Unlike traditional Medicare, which is run directly by the government, the new Medicare Part D prescription drug program depends on private insurers to provide drug coverage to Medicare beneficiaries. This reliance on private insurers has sparked a debate about the consequences of privatizing the delivery of Medicare services. Proponents, including President Bush, have argued that competition among private insurers will lead to “better coverage at more affordable prices.” Opponents have questioned whether private companies can match the efficiency and negotiating power of traditional Medicare.


Administrative costs of Medicare Part D are six times higher than the cost of traditional Medicare.



Drug manufacturer rebates received by Part D insurers are significantly smaller than rebates received by Medicaid.

This debate over the design of Medicare Part D has been largely theoretical. The actual costs incurred by the private drug insurers and the drug prices they negotiate are proprietary and closely guarded. This has left Congress and the public without access to the information needed to assess the performance of private insurers and to compare their performance with traditional Medicare.

At the request of Chairman Waxman and Reps. Braley, Cooper, Cummings, Higgins, Hodes, Kucinich, McCollum, Murphy, Towns, Van Hollen, and Welch, this report breaks new ground by analyzing proprietary cost and pricing data from the private insurers that operate the Medicare Part D program. The Committee obtained information on administrative expenses, sales costs, profits, and drug rebates from the 12 leading insurers offering Medicare prescription drug plans and Medicare Advantage drug plans. These 12 insurers provide Medicare drug benefits to over 18 million Medicare beneficiaries, almost 75% of the enrollees in Part D. The report is the first independent analysis to have access to this proprietary data about plan costs and drug prices.

The cost and pricing data obtained by the Committee reveal that use of private insurers to deliver Medicare drug coverage is driving up costs and producing only limited savings on drug prices. The report estimates that taxpayers and Medicare Part D beneficiaries could have saved almost $15 billion in 2007 if administrative expenses in the program were reduced to the level achieved by traditional Medicare and drug prices were lowered to Medicaid levels.
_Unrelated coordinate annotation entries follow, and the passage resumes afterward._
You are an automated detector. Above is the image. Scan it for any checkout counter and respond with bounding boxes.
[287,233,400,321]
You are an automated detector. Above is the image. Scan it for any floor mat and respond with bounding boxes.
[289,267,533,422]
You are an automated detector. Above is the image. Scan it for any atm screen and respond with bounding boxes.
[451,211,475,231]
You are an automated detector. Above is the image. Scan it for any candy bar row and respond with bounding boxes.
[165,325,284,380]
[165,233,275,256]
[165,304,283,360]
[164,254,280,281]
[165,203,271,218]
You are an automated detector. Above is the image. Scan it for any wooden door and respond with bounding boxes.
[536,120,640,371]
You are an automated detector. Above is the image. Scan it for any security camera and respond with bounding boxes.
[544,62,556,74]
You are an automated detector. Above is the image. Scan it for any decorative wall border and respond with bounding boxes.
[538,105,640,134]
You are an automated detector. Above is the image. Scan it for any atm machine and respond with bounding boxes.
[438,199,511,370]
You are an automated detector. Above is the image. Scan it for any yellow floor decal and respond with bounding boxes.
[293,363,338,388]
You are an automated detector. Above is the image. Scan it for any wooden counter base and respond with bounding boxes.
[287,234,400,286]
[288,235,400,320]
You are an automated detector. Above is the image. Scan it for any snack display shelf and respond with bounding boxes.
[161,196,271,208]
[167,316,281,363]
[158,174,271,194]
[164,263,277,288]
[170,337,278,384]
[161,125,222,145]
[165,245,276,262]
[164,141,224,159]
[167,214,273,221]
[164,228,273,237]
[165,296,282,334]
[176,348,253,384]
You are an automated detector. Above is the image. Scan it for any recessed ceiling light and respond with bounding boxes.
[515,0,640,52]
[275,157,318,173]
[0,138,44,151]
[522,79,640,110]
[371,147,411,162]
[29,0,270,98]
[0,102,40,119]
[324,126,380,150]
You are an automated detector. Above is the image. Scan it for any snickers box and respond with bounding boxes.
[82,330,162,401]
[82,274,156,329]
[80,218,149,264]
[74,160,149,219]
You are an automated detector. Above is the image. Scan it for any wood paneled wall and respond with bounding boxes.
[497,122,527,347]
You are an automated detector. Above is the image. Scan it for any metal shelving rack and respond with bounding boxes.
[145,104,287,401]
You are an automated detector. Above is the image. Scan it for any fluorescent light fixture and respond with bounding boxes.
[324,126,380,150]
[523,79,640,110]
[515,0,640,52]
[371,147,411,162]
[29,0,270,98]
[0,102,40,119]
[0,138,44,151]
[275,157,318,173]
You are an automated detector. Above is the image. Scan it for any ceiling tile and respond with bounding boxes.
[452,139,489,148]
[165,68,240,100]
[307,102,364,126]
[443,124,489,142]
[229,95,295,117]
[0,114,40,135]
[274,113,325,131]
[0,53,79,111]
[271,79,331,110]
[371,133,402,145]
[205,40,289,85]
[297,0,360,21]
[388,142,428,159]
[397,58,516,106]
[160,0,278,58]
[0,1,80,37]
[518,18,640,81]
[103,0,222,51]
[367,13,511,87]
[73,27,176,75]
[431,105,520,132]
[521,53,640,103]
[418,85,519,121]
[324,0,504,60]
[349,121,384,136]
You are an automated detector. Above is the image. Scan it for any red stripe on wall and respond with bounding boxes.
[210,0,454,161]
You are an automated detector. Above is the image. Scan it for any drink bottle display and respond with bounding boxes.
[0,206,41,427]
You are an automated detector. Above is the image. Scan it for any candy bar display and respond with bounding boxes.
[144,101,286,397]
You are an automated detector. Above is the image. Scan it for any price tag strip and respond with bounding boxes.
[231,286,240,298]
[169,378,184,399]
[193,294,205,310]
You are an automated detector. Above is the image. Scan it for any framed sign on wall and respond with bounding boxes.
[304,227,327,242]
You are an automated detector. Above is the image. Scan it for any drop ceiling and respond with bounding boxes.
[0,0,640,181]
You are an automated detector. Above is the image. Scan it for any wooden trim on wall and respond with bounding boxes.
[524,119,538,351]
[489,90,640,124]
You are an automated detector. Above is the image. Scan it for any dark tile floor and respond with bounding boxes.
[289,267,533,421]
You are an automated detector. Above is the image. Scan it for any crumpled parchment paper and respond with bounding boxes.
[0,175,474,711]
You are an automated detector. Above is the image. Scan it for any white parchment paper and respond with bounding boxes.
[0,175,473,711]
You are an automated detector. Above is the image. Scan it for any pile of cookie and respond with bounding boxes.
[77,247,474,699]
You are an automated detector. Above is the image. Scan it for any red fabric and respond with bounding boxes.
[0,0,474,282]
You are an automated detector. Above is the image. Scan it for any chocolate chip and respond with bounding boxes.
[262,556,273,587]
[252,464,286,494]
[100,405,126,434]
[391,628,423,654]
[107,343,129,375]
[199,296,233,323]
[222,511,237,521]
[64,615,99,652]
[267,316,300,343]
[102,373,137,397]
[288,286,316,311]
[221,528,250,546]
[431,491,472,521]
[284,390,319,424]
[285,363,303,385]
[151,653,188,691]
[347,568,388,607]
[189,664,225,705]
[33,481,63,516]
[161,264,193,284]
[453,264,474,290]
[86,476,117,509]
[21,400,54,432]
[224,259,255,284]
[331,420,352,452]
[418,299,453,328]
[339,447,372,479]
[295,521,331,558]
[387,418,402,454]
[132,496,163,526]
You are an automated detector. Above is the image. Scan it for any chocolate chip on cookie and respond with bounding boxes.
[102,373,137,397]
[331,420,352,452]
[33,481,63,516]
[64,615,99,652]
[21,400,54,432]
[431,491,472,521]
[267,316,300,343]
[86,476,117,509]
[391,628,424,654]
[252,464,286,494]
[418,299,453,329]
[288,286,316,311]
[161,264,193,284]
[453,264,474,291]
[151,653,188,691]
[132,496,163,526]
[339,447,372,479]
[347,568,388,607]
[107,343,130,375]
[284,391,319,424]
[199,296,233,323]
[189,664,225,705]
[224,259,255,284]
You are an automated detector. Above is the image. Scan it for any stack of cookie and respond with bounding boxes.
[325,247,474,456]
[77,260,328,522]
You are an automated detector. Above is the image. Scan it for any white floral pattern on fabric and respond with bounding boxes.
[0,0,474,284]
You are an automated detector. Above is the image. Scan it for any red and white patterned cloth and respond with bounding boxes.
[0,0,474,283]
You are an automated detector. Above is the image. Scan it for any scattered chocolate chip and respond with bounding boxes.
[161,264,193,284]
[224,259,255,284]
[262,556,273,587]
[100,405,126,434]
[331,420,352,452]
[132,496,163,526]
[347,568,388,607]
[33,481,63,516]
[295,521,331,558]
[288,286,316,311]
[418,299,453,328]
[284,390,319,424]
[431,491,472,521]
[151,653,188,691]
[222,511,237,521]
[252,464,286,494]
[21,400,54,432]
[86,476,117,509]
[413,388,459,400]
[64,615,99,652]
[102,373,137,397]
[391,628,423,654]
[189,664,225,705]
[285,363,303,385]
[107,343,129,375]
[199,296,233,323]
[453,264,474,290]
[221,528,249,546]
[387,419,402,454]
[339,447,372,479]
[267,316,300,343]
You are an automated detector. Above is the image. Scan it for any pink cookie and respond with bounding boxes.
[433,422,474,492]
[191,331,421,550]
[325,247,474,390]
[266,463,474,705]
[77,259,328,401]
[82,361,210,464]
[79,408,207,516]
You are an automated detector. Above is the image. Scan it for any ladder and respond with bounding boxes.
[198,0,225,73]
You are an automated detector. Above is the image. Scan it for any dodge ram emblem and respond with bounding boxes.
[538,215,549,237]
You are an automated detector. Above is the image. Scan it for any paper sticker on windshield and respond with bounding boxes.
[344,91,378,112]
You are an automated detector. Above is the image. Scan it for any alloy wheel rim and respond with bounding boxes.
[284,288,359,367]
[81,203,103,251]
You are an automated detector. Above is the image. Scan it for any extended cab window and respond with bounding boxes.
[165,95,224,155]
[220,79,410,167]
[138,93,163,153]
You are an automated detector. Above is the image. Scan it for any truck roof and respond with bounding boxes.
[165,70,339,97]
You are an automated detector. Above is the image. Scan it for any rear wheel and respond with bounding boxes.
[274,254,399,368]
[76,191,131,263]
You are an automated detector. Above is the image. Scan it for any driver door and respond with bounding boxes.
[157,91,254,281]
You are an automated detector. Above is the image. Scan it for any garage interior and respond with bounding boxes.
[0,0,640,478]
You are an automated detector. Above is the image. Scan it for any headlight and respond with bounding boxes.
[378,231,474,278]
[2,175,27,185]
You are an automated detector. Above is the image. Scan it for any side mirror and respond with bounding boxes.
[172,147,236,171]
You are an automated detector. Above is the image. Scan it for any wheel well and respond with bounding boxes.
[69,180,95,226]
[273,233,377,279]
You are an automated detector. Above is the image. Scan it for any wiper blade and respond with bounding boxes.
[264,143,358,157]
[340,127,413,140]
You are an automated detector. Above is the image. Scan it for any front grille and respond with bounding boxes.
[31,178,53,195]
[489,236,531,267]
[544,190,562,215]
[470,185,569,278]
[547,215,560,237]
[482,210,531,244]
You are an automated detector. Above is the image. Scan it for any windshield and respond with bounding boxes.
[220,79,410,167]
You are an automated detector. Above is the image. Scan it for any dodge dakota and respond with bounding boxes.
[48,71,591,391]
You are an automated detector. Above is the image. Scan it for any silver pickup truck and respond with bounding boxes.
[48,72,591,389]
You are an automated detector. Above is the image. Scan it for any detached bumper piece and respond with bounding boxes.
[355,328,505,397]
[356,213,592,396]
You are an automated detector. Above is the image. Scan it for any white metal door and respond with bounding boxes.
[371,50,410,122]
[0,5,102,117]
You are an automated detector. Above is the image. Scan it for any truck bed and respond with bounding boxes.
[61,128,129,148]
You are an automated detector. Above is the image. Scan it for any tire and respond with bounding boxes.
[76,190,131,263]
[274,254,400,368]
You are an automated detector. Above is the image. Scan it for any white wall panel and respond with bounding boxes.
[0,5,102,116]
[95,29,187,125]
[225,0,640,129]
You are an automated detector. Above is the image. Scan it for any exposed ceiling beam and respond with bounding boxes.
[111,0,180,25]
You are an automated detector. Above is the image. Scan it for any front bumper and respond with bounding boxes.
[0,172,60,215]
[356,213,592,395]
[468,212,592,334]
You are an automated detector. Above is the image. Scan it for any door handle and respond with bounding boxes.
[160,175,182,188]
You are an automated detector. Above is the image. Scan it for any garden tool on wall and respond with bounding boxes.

The report has five principal findings:


    • The Part D insurers have high administrative expenses. The administrative expenses, sales costs, and profits of the private insurers offering Medicare Part D coverage will cost taxpayers and beneficiaries $180 per beneficiary in 2007. Taking into account the costs to the government of monitoring the private insurers, total administrative expenses, sales costs, and profits will reach $4.6 billion in 2007, with the profits of the Part D insurers alone accounting for $1 billion. The administrative expenses, sales costs, and profits of the privatized Part D program are almost six times higher than the administrative expenses of traditional Medicare. These high expenses do not appear to be due to one-time “start-up” costs because the total expenses increased from 2006 to 2007.
    • The Part D insurers have not negotiated significant drug manufacturer rebates. The rebates negotiated from drug manufacturers by the private Part D insurers will reduce Medicare drug spending by 8.1% in 2007. In contrast, the Medicaid program receives rebates from drug manufacturers that reduce drug spending by 26%, over three times as much. The small size of the Medicare rebates and the transfer of low-income dual-eligible beneficiaries from Medicaid drug coverage to Medicare drug coverage will provide a $2.8 billion windfall to pharmaceutical manufacturers in 2007.
    • The Part D insurers receive rebates on drug purchases made by beneficiaries in coverage gaps. The Medicare Modernization Act requires that private insurers give Medicare beneficiaries “access to their negotiated prices,” including “all discounts, … rebates, [or] other price concessions.” When the Part D insurers obtain rebates, however, they do not pass them through to beneficiaries by reducing drug prices in coverage gaps like the “donut hole.” Instead, the dollars flow in the opposite direction: the private insurers receive rebates from the drug manufacturers on purchases paid out-of-pocket by beneficiaries. In 2007, the Part D insurers are expected to receive $1.0 billion in drug rebates from transactions in which beneficiaries in coverage gaps pay 100% of the drug costs.
    • The Part D insurers have established drug pricing formulas that leave beneficiaries and taxpayers vulnerable to price increases. In almost all cases, the private insurers use pricing formulas that pay pharmacies the drug manufacturers’ full list prices minus a fixed percentage and a small dispensing fee. These formulas have resulted in drug prices that are generally no lower than those already available through discount pharmacies and on-line drugstores, while leaving beneficiaries and taxpayers vulnerable to repeated increases in list prices by the drug manufacturers.
    • The Part D insurers have a mixed record in promoting the use of generic drugs. In 2007, 59% of prescriptions filled by Medicare Part D will be filled with generic drugs. This level of use of generic drugs compares favorably with Medicaid, which fills 54% of prescriptions with generic drugs. It does not compare favorably with the experience of the Department of Veterans Affairs, which fills 68% of prescriptions with generic drugs.